US policymakers heralded Iran's April crackdown on oil smugglers. At the time, it was seen as a carefully calibrated response to a March gesture by US Secretary of State Madeleine Albright easing restrictions on Iranian carpets, caviar, and pistachios.

The clampdown also occurred shortly after the US State Department leaked details of how Iraq was spending millions from these oil earnings on building a new military base east of Baghdad for thousands of heavily armed opponents of the Iranian regime, the Mujahideen e-Khalq.

Iran has many good reasons for stopping the flow, analysts say, though some hard-line elements like the Revolutionary Guard corps also have very good reasons for keeping it going.

But, as with most other political issues in the Islamic Republic, the power struggle between the popular, reformist President Mohamad Khatami and right-wing clerics is most likely in play.

Analysts point out that Mr. Khatami ordered a halt to the oil smuggling soon after assuming office in 1997, but hard-liners, who control the Guards corps, rekindled it shortly thereafter.

Diplomatic sources say that the Iraqis are selling oil at $15 to $16 per barrel, of which $5 to $6 per barrel is paid to cooperating Iranian forces.

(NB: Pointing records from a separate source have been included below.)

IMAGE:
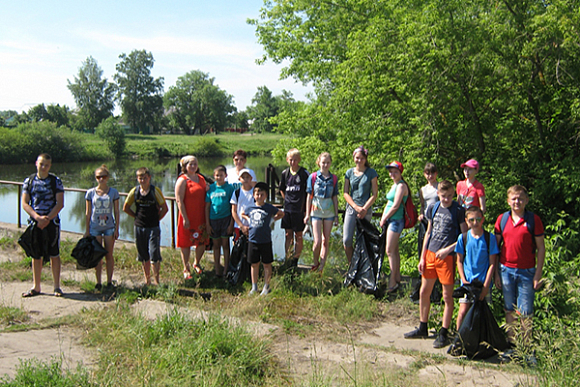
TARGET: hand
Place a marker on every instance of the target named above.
(484, 292)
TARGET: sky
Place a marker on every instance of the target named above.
(43, 44)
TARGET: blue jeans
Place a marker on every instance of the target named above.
(518, 289)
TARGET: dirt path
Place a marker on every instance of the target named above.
(382, 347)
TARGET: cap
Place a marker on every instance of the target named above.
(395, 164)
(471, 163)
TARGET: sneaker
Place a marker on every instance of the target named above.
(416, 334)
(441, 341)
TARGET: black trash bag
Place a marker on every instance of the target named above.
(88, 252)
(367, 260)
(479, 336)
(239, 268)
(30, 241)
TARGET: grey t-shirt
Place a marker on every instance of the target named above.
(446, 225)
(360, 186)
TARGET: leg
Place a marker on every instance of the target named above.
(110, 262)
(425, 298)
(147, 272)
(394, 258)
(326, 229)
(317, 226)
(37, 273)
(55, 266)
(156, 268)
(448, 309)
(99, 267)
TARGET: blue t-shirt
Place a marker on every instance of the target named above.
(260, 217)
(102, 209)
(219, 197)
(42, 198)
(361, 186)
(475, 256)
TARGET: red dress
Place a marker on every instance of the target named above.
(194, 202)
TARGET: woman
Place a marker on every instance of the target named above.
(321, 208)
(360, 192)
(102, 220)
(190, 190)
(393, 219)
(239, 159)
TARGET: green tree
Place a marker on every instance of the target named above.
(113, 135)
(93, 94)
(140, 95)
(196, 105)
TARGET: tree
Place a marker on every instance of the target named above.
(113, 135)
(93, 94)
(264, 107)
(140, 95)
(197, 105)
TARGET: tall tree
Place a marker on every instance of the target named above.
(140, 95)
(93, 94)
(197, 105)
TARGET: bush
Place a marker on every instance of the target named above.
(113, 135)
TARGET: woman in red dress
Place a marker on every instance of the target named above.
(190, 190)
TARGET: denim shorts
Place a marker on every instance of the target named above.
(396, 225)
(518, 289)
(107, 232)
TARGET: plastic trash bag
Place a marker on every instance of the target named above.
(479, 336)
(88, 252)
(239, 268)
(367, 260)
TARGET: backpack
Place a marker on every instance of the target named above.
(410, 211)
(530, 220)
(313, 176)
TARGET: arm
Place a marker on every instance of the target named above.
(117, 219)
(540, 259)
(88, 213)
(396, 204)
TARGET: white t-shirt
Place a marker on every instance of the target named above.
(246, 199)
(234, 178)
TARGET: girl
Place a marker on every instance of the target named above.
(102, 220)
(322, 208)
(360, 192)
(393, 219)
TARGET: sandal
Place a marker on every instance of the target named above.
(30, 293)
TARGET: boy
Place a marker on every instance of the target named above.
(260, 236)
(470, 192)
(446, 220)
(150, 208)
(242, 198)
(43, 199)
(218, 217)
(293, 190)
(476, 259)
(521, 260)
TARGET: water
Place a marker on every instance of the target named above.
(81, 175)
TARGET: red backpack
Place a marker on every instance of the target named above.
(410, 211)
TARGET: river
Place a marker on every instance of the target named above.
(81, 175)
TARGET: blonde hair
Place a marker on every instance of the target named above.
(292, 152)
(321, 156)
(102, 168)
(185, 160)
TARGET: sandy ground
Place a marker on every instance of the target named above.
(381, 347)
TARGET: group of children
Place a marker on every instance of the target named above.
(452, 231)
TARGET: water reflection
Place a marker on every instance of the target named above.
(122, 177)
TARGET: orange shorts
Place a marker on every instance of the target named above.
(444, 269)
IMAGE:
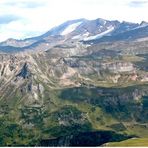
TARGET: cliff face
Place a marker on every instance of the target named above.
(75, 89)
(85, 139)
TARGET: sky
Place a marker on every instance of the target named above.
(21, 19)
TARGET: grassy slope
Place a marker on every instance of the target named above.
(130, 142)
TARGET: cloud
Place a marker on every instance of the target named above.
(138, 3)
(25, 3)
(5, 19)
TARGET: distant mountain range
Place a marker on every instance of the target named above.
(80, 30)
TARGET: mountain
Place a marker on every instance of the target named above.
(83, 83)
(83, 30)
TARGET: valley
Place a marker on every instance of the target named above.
(57, 89)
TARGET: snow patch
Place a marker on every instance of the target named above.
(111, 28)
(71, 28)
(81, 36)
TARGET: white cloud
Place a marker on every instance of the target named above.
(36, 17)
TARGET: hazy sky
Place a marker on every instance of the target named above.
(26, 18)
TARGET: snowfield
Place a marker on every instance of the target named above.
(110, 29)
(71, 28)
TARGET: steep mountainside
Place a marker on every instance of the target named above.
(58, 91)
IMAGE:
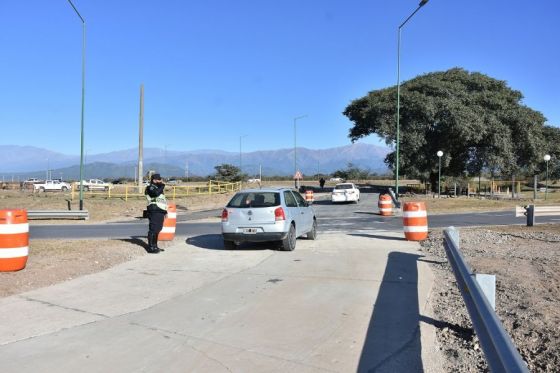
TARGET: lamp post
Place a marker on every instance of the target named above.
(439, 154)
(240, 156)
(295, 147)
(546, 159)
(422, 3)
(83, 100)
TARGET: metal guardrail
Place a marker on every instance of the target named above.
(530, 211)
(58, 214)
(501, 354)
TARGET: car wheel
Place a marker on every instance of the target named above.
(312, 234)
(289, 243)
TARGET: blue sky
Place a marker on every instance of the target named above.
(218, 69)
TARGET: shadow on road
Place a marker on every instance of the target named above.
(390, 238)
(393, 337)
(136, 240)
(215, 242)
(322, 202)
(367, 213)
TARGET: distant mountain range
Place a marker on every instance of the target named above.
(25, 161)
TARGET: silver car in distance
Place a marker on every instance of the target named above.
(262, 215)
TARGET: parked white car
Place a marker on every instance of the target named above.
(94, 184)
(262, 215)
(345, 192)
(52, 186)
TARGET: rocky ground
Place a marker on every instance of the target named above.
(526, 262)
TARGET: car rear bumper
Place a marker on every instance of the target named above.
(257, 237)
(343, 198)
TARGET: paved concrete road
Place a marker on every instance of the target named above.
(362, 217)
(342, 303)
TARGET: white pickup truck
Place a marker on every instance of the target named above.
(94, 184)
(52, 186)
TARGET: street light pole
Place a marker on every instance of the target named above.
(83, 101)
(546, 159)
(295, 147)
(240, 156)
(439, 154)
(422, 3)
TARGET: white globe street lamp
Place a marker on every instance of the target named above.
(439, 154)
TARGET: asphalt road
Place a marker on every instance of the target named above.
(361, 218)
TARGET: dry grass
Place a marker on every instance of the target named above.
(101, 208)
(475, 204)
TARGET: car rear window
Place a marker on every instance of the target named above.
(343, 186)
(255, 199)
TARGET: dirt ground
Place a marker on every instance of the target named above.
(526, 262)
(53, 261)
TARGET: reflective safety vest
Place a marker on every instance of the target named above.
(160, 201)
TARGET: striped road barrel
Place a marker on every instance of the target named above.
(385, 205)
(415, 221)
(309, 196)
(14, 240)
(169, 223)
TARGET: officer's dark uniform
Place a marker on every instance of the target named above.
(157, 209)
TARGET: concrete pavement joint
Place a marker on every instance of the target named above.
(104, 317)
(165, 331)
(63, 307)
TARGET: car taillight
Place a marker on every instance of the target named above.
(279, 214)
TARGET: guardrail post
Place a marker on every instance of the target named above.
(530, 215)
(394, 198)
(501, 354)
(487, 284)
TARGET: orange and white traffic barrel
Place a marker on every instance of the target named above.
(385, 205)
(415, 221)
(309, 196)
(169, 223)
(14, 240)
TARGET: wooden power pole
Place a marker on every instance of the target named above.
(141, 141)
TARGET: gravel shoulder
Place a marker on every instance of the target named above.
(526, 262)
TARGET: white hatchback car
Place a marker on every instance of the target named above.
(261, 215)
(345, 192)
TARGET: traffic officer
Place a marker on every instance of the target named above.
(157, 209)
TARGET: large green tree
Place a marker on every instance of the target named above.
(477, 121)
(227, 172)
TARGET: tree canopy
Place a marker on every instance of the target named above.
(477, 121)
(227, 172)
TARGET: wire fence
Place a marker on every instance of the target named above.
(171, 191)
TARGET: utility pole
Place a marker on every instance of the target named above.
(141, 141)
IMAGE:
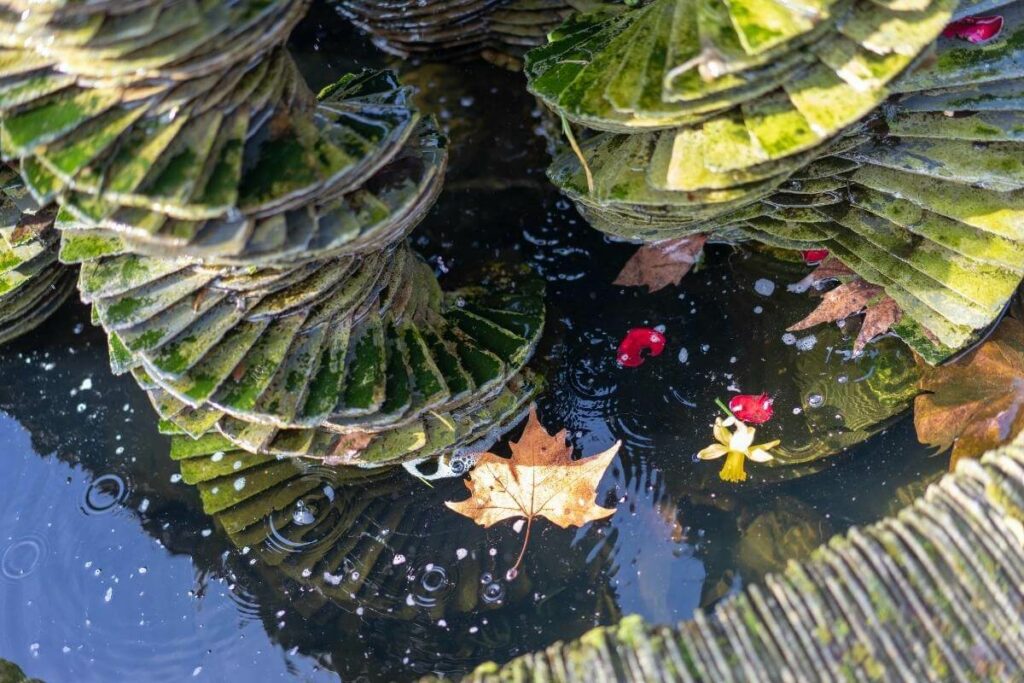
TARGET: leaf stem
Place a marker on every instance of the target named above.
(725, 409)
(514, 571)
(567, 129)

Khatami has made clear that he wants to clean up Iran's reputation for terrorism and abide by international law. Early on, he also sent powerful signals that Iran wanted to break down the "wall of mistrust" that stood between Tehran and Washington.

"Certain people are afraid of Iran opening to the US, because it could undermine their power," says a senior Western diplomat in Tehran. "So this could be part of the internal quarrel. Khatami doesn't need the American opening now for popular support."

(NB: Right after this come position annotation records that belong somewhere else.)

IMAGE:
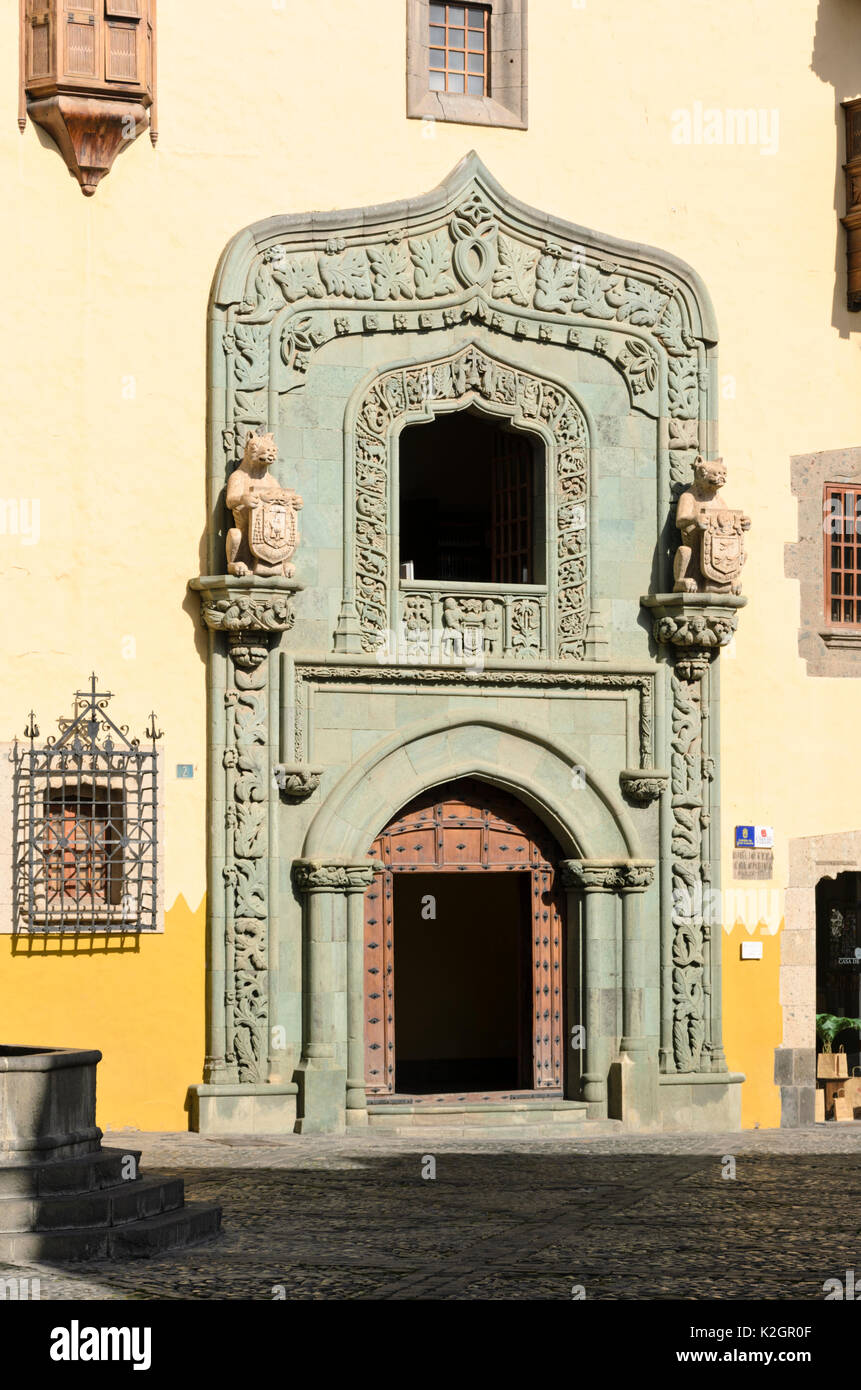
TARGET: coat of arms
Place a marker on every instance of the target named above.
(273, 531)
(722, 553)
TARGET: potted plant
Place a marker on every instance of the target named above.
(832, 1065)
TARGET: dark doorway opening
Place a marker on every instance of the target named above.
(462, 983)
(839, 955)
(472, 502)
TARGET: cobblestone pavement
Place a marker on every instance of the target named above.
(625, 1216)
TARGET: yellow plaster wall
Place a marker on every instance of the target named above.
(751, 1020)
(139, 1002)
(269, 107)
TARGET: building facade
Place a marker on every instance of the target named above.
(376, 509)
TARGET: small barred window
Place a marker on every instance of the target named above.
(459, 49)
(85, 806)
(842, 517)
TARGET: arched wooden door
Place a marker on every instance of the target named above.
(468, 827)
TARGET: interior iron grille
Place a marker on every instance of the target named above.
(86, 813)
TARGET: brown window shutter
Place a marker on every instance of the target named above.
(124, 42)
(81, 41)
(38, 39)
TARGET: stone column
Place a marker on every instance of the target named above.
(634, 1077)
(356, 1100)
(596, 969)
(334, 936)
(242, 1089)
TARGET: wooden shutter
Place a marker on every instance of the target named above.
(82, 38)
(38, 39)
(124, 53)
(512, 509)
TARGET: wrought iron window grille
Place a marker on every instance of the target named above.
(85, 823)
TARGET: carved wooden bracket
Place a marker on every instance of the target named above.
(88, 77)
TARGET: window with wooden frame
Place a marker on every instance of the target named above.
(466, 63)
(459, 49)
(842, 527)
(88, 77)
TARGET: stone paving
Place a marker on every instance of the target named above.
(623, 1216)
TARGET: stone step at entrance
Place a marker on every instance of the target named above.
(84, 1208)
(138, 1239)
(110, 1207)
(63, 1197)
(88, 1173)
(487, 1119)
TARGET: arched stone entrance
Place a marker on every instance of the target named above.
(488, 965)
(344, 692)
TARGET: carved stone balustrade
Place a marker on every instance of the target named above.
(463, 622)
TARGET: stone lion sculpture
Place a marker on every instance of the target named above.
(711, 553)
(266, 526)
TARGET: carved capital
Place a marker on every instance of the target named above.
(334, 875)
(694, 624)
(246, 603)
(295, 781)
(643, 784)
(607, 875)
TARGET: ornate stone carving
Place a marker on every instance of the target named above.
(246, 605)
(608, 876)
(246, 873)
(266, 530)
(295, 781)
(643, 784)
(694, 624)
(491, 680)
(466, 375)
(711, 553)
(690, 987)
(470, 260)
(334, 875)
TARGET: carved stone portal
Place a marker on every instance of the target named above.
(711, 553)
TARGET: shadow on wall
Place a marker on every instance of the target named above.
(836, 60)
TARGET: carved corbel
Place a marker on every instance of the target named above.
(693, 626)
(295, 781)
(246, 603)
(643, 784)
(607, 875)
(334, 875)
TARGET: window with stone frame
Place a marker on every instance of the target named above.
(466, 63)
(459, 49)
(842, 516)
(86, 824)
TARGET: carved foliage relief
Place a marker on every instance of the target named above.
(246, 865)
(469, 264)
(689, 776)
(526, 399)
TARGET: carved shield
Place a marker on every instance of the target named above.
(273, 531)
(722, 545)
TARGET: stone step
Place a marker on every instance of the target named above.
(491, 1116)
(504, 1133)
(88, 1173)
(110, 1207)
(135, 1239)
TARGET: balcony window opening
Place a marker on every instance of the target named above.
(472, 503)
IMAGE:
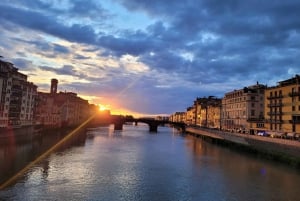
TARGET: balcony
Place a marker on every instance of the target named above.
(258, 120)
(274, 121)
(275, 105)
(295, 93)
(274, 113)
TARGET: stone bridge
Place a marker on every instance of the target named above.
(119, 121)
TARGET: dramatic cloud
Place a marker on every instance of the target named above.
(151, 56)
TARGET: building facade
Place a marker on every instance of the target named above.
(61, 109)
(17, 97)
(282, 109)
(243, 109)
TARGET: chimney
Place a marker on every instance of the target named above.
(53, 89)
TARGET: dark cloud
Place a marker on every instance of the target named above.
(210, 46)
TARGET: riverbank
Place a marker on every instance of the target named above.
(283, 150)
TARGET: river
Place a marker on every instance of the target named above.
(134, 164)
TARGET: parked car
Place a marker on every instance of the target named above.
(262, 133)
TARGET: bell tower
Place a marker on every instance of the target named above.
(53, 89)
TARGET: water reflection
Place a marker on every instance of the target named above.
(135, 165)
(14, 156)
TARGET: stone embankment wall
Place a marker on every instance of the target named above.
(286, 149)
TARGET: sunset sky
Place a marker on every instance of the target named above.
(151, 57)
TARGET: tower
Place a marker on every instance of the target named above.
(53, 89)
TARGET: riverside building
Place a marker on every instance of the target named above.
(61, 109)
(207, 112)
(243, 109)
(17, 97)
(282, 108)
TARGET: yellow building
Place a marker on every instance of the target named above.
(207, 112)
(282, 108)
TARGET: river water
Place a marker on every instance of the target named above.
(134, 164)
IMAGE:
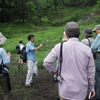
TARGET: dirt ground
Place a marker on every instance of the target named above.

And there may be less-direct reasons at play, such as Iranian anger over the strident US policy of shutting Iran completely out of a future Caspian oil pipeline. Washington has vowed to fund a vastly expensive line, which few in the petroleum industry say is economically feasible, to skirt Iran.

"This could be a move by Iran to tell the Americans: 'We can do it, to counter what you are doing in the Caspian,' just to show that they can mess up the US strategy in the Gulf," says Mr. Semati.

Among other issues, the US policy toward Saddam Hussein has its share of critics.

"There is a real constituency in Iran that believes the US does not want to get rid of Saddam Hussein, and that the US wants him to have this income," Semati says. "If the Americans know about it, why don't they stop it?"

Even though Iran and Iraq waged the bloodiest Mideast war in the 1980s - killing and wounding more than 1 million people - some calculate that earning a profit with an old foe makes more sense than complying with the UN Security Council.

"The US has wanted to push the Security Council to condemn Iran," says a senior Western diplomat in Tehran, noting the inconsistency. "We don't contest Iranian complicity, but other countries like the UAE [United Arab Emirates] play a fruitful part. Don't choose just one [to condemn] - that is more part of the US game on Iran."